Chavez was Latin America’s failed Robin Hood Add to ...

On a frigid morning in January of 1999, I sat with more than 100 others in Ottawa and listened in fascination to president-elect Hugo Chavez as he warmed a stiff crowd with his own cocktail of business acumen, military bravado, Bolivarian quotes and a few lines of his own poetry.

He laid out his plans to open key sectors such as oil and gas, telecommunications and banking to Canadian investors. He promised to guard the rule of law, maintain a strong and independent judiciary, nurture a free press and defend investor rights. On that day, Brent crude sold for $13 a barrel, the lowest point in real terms since the 1960s.

Within months, oil prices began to climb and Mr. Chavez quickly realized he needed neither foreign capital nor foreign approval to run his country. As he began to articulate his Bolivarian vision, Venezuela’s already divided classes grew further apart.

The poor were enthralled by the mestizo strongman who began to deliver on many of the promises previous presidents had made as administrators of the world’s fourth-largest oil-reserve country. The wealthy grew worried and began to move their assets (and themselves) abroad. But oil revenue was climbing even faster than capital was fleeing and, for nearly a decade, until the global financial crisis hit, Mr. Chavez could make the case that his brand of 21st-century socialism was working.

Before strong resource prices began to lift Latin America in 2003, the region suffered a “lost half-decade” (1997-2002) and lurched to the left, inspired by the success of Mr. Chavez. Venezuela fostered his new friendships with cash, becoming the largest bilateral lender in Latin America. He single-handedly rescued Cuba’s economy and gave relief to the Dominican Republic, Jamaica and others through a beefed-up PetroCaribe program.

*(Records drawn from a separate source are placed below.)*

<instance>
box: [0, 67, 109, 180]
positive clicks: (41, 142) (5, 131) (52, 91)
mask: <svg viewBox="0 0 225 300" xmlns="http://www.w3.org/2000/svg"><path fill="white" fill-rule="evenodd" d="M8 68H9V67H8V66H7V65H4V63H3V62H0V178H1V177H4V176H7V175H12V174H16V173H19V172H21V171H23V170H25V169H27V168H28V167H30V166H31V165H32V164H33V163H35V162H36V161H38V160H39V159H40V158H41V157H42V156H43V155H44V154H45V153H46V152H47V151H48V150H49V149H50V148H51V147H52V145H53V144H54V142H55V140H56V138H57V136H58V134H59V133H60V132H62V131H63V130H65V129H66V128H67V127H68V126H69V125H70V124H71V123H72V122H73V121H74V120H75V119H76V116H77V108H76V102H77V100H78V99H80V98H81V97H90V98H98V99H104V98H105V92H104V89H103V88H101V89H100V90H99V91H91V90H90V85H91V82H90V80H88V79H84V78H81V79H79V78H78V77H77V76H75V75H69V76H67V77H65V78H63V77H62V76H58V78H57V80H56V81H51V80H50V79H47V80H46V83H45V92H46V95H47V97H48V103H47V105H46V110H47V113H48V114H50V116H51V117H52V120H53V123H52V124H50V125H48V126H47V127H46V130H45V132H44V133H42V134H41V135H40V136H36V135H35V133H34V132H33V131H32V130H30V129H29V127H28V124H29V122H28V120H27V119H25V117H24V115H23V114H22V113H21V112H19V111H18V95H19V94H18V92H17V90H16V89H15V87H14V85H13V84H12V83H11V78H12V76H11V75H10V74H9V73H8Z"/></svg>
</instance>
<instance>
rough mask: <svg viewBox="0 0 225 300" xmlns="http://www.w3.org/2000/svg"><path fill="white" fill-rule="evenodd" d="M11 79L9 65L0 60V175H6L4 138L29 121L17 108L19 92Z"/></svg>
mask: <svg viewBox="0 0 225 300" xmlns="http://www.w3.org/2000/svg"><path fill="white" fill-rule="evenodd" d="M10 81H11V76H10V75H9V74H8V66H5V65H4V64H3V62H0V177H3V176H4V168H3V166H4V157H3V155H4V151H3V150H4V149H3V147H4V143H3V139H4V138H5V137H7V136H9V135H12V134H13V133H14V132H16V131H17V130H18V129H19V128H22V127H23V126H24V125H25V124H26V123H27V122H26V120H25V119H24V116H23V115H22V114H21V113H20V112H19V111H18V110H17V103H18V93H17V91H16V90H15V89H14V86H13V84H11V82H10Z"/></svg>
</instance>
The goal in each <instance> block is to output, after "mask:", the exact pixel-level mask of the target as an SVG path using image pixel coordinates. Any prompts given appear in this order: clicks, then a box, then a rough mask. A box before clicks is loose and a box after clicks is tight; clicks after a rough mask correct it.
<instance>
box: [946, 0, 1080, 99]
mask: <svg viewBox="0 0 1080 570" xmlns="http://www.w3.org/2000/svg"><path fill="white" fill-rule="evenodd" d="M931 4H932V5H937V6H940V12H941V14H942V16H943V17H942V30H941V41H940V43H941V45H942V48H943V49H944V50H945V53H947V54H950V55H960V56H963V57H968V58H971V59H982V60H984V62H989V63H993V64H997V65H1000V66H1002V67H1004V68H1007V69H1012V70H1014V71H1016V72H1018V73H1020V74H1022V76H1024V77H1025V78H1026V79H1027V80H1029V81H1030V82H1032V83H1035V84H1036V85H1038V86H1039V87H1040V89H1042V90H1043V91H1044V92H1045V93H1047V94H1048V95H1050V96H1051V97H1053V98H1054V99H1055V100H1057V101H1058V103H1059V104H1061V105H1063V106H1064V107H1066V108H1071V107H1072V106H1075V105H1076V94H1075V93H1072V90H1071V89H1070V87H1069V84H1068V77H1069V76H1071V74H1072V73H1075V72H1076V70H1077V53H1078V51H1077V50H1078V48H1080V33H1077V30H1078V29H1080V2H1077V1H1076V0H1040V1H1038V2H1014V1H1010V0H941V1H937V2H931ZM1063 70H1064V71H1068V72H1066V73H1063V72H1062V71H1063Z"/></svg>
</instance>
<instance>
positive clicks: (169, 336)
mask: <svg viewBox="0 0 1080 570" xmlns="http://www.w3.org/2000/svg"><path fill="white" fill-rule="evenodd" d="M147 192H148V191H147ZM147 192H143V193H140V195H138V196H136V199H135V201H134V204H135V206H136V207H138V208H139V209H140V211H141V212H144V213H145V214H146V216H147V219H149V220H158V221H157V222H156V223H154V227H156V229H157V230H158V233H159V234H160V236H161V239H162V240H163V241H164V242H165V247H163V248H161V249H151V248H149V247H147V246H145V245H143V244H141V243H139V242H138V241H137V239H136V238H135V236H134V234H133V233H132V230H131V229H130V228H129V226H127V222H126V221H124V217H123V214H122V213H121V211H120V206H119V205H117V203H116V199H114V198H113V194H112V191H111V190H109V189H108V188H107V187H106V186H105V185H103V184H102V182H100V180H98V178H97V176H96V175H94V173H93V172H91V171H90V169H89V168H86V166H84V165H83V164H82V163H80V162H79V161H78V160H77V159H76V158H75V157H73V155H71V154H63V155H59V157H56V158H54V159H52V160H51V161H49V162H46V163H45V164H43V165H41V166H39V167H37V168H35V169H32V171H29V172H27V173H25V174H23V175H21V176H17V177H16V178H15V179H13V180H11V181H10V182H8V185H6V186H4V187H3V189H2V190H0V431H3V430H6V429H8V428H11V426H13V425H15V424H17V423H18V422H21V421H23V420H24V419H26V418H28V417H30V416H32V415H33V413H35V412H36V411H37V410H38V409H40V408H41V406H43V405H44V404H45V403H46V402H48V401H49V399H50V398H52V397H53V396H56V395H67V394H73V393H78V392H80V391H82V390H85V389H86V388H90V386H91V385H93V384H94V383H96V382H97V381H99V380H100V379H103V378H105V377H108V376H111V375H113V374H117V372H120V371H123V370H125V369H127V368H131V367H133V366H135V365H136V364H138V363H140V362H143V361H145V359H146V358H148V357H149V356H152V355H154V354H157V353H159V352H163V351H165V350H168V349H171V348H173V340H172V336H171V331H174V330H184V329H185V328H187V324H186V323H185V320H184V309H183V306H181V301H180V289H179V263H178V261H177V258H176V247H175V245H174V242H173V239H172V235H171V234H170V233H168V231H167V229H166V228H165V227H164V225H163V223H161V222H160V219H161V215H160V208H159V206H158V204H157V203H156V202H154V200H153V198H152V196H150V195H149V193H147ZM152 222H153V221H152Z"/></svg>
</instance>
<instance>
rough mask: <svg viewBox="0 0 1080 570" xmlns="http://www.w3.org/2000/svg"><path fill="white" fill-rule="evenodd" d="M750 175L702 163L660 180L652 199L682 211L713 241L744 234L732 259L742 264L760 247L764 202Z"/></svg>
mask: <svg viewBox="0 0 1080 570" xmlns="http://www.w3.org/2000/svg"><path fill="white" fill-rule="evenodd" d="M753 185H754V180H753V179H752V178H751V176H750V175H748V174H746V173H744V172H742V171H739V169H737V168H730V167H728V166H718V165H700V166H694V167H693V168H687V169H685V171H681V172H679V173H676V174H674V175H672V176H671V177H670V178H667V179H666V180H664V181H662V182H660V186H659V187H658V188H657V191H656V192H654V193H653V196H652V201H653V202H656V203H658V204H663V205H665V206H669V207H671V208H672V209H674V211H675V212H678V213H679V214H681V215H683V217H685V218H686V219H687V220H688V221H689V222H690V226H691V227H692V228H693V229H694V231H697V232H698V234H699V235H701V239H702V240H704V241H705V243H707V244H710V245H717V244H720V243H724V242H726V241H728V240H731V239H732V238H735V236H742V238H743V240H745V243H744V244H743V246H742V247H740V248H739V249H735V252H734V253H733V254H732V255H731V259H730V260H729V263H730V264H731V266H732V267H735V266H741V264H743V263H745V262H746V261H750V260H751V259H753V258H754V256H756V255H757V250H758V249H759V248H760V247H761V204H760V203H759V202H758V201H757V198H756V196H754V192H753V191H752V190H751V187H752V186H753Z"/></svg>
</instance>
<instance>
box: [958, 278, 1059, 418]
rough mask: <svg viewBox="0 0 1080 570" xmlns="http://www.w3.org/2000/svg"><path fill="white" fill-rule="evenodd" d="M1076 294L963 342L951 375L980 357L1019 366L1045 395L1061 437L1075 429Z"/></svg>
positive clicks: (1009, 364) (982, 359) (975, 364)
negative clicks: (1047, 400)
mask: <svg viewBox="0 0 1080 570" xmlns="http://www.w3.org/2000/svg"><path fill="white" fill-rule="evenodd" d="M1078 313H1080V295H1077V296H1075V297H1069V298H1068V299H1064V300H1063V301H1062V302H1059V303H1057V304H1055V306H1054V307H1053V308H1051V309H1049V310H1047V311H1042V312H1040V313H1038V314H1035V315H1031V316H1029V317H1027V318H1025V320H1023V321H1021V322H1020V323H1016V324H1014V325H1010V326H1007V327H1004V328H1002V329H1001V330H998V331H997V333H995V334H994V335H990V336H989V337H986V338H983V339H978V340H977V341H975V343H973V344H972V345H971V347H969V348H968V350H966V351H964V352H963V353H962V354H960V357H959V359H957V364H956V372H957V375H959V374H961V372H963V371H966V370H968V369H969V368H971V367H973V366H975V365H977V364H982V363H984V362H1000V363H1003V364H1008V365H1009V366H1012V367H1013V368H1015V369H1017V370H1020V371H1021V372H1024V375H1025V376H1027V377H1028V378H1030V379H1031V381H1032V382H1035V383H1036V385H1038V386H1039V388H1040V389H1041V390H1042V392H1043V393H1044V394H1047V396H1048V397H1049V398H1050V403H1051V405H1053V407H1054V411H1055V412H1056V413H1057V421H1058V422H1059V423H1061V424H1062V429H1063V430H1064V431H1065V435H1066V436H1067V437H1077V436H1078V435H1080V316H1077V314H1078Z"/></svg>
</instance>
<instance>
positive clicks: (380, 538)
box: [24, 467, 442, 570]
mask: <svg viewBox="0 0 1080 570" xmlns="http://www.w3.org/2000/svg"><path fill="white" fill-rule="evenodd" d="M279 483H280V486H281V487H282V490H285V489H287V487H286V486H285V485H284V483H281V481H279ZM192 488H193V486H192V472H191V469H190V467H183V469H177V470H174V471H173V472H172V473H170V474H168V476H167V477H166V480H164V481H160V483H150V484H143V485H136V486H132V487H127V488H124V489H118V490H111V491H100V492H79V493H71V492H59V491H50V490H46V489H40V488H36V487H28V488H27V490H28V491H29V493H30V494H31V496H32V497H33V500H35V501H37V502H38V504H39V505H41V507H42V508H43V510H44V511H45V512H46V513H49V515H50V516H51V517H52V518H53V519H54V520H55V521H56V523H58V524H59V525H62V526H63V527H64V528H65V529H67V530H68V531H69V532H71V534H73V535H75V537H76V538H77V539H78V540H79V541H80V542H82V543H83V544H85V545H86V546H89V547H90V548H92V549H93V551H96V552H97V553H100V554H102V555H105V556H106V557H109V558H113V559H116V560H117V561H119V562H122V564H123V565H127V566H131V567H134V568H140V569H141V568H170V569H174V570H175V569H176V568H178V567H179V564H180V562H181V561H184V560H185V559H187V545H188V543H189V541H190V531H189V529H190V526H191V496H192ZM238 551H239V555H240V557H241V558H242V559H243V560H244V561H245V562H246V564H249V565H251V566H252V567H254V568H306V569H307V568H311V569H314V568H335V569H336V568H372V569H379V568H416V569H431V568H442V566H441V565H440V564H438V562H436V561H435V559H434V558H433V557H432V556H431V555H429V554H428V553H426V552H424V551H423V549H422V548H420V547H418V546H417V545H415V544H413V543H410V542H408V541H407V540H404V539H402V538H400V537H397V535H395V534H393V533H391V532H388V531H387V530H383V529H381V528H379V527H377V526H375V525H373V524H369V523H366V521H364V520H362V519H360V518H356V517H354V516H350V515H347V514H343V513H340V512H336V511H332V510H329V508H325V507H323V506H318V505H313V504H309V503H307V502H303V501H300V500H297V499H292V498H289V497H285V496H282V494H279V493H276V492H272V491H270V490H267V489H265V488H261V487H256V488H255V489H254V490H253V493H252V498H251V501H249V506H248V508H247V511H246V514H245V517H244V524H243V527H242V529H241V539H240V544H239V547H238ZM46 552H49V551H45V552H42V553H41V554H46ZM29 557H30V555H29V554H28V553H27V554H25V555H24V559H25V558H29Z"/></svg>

From 1999 to 2008, annual oil revenues captured by state-owned Petroleos de Venezuela (PDVSA) grew from $20-billion to $80-billion. Gradually, Mr. Chavez took full control of these moneys by dismantling the checks and balances of government and buying out or firing anyone who stood in his way.

To guarantee subsidized food pricing, he nationalized food companies. He took over private media enterprises that challenged his policies. He trumped up murder conspiracy charges against a dozen of the country’s leading bank owners to control capital flows. He fired PDVSA managers and engineers who stood up against his politicization of a once highly efficient energy giant. He created a militia of 125,000 who reported directly to him and helped to implement many of his social programs, thus bypassing democratically elected state and municipal leaders. He showered the military with money, contracts and power, then inserted Cuban spies to help prevent a coup.

While the money flowed, many of Mr. Chavez’s abuses of power were forgiven by the underclass, which relished the sight of struggling upper and middle classes. In return, they re-elected him three times.

Mr. Chavez’s Robin Hood policies delivered political success and facilitated a power grab unequalled in Latin America since the dictatorships of the 1970s and 1980s. More important, he squandered an economic gift of almost $700-billion in additional oil revenue that his 14 years in power received versus the preceding 14 years (1985-1999).

The divide between the poor and the rich has shrunk, but only because the rich and middle classes became poorer. The murder rate has doubled and, in Caracas, has quadrupled since 1999. When measured at the official rate of exchange, GDP per capita in dollars has doubled, but that’s a false reality. When measured by the grey market rate where most imports are purchased, GDP per capita is below where it stood in 1999.

Buoyed by comparatively less dramatic boosts to their economies, Brazil, Colombia, Peru and Chile have all surged ahead of Venezuela. Unlike Venezuela, the populist policies in those countries that helped lift millions out of poverty were accompanied by the rule of law, strong political opposition, respect for investor rights and a vigorous, independent press. May those countries and their lessons learned be a source of inspiration for Venezuela’s next chapter.

John Price is managing director of Americas Market Intelligence.